IEDA
Project Information
A mechanistic study of bio-physical interaction and air-sea carbon transfer in the Southern Ocean
Start Date:
2018-05-01
End Date:
2022-04-30
Description/Abstract
The Southern Ocean serves as the planet's major uptake region for the oceanic uptake of increasing levels of atmospheric carbon dioxide (CO2). The current generation of coupled climate models (atmosphere-ocean-land) are used to make future climate projections, but are known to exhibit significant biases in observed ocean carbon uptake. These numerical models are known to lack the resolution (space and time) to adequately represent many of the mesoscale processes and features known to effect important roles in air-sea exchange.
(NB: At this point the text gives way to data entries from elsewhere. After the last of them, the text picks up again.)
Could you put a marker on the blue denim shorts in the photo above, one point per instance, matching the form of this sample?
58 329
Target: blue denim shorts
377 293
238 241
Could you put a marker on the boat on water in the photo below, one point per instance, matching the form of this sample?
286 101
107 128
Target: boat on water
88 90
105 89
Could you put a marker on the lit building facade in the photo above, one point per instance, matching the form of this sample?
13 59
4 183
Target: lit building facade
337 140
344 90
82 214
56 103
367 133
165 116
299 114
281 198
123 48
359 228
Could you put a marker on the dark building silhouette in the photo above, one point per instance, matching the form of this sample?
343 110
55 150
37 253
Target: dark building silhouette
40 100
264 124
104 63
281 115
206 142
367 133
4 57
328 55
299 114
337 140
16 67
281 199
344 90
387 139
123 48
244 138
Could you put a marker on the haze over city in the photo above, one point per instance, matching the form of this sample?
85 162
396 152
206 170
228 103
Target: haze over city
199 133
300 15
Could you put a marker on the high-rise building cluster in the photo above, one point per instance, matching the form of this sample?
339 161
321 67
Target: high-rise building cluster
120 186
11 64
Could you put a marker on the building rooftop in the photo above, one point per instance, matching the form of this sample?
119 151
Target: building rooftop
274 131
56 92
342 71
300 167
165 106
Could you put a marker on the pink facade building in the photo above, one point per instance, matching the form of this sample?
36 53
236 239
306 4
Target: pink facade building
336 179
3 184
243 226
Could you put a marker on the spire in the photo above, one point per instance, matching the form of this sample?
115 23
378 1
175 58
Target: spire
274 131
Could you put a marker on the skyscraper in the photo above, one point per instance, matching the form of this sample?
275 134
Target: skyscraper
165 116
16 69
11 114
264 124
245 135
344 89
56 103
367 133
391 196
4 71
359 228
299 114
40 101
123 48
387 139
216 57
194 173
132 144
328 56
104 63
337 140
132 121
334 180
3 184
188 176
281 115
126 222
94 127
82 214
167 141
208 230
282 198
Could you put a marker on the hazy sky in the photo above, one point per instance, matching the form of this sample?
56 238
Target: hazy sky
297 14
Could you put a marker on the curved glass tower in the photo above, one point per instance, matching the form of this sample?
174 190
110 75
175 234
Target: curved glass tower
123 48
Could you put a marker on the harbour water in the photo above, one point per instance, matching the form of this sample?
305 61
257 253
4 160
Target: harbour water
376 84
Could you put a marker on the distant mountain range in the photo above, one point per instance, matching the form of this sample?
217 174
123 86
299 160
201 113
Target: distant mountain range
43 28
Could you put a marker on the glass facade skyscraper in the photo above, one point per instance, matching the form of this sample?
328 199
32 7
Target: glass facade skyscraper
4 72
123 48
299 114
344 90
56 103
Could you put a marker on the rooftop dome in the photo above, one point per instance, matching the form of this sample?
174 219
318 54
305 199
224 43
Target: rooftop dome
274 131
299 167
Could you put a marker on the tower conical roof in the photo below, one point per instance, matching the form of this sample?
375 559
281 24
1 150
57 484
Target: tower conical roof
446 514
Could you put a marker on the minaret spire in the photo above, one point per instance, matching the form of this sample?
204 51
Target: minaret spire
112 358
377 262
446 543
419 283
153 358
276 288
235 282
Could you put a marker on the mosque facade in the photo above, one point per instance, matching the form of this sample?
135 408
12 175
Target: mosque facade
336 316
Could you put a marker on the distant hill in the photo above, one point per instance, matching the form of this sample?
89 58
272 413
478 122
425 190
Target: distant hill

To account for the ocean mesoscale (10km - 100km) phenomena, such as jets, fronts, meanders and eddies known to be crucial for bio-physical interactions of CO2 fluxes, this project will progressively increase model resolution from coarse to finer grid spacing, furthering our understanding of mesoscale processes. The study will focus on regions of interest, the austral South Pacific, and the Drake Passage. Both regions are to some extent well observed. These two regions are topographically constrained pathways constituent pathways of the Atlantic Circumpolar Current, and exhibit enhanced eddy activity. The numerical output will be compared with observations and a suite of bio-geochemical tracers will be used to examine biophysical interaction processes, occurring at fronts and eddies. The results from the study can provide process and specific metrics and diagnostics to assess and calibrate the global climate carbon models. A Ph.D. and an undergraduate intern will be trained and gain research insight. This award reflects NSF's statutory mission and has been deemed worthy of support through evaluation using the Foundation's intellectual merit and broader impacts review criteria.
Personnel
Person Role
Ito, Takamitsu Investigator and contact
Jersild, Annika Researcher
Funding
Antarctic Ocean and Atmospheric Sciences Award # 1744755
AMD - DIF Record(s)
Data Management Plan
None in the Database
Product Level:
0 (raw data)
Publications
  1. Jersild, A., & Ito, T. (2020). Physical and biological controls of the Drake Passage pCO2 variability. Global Biogeochemical Cycles, 34, e2020GB006644. (doi:10.1029/2020GB006644)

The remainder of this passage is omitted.